Cité perdue, Marie-Bénédicte Loze, Lyonel Trouillot (par France Burghelle-Rey)
Cité perdue, Marie-Bénédicte Loze, Lyonel Trouillot, éditions Bruno Doucey, mars 2019, 80 pages, 14 €
Ecrivain(s): Lyonel Trouillot
A l’orée du Printemps des poètes, Bruno Doucey publie un recueil écrit à quatre mains par le grand écrivain haïtien Lyonel Trouillot et une jeune française qui signe son premier ouvrage ; celui-ci est accompagné de très beaux dessins d’Ernest Pignon-Ernest. Le poète fait partie des écrivains de son pays qui ont fait le choix de rester vivre à Port-au-Prince. Le voici sans doute inspiré par son pays que l’on sait en détresse.

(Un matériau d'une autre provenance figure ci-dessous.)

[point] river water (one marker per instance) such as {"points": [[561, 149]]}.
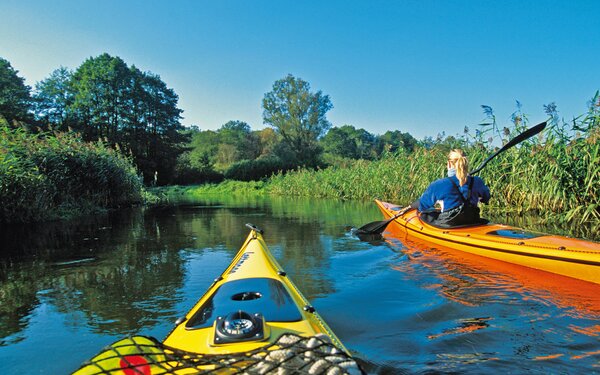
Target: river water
{"points": [[69, 289]]}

Après deux exergues d’Aragon et Davertige, dans lesquels revient trois fois l’idée d’amour, le livre s’ouvre sur un texte en prose qui sera unique et qui parle d’un conte sans le nommer où de la haine naîtra « la beauté des recommencements ». Plus qu’un pari, cette expression annonce le thème du chant proposé. Et cela, malgré l’incipit du premier poème qui convie le lecteur à une triste aventure humaine :
Derrière la muraille des faux-semblants
La haine,
Le mensonge,
L’absurde leçon de choses des langues retournées.
Puis la question se pose à la fois des causes et du « tribut » à payer à cette honte des poings levés, des dos tournés, des « portes closes », auxquels le premier dessin d’Ernest Pignon-Ernest répond par une main dressée vers le ciel, doigts écartés, symbole de don et de paix.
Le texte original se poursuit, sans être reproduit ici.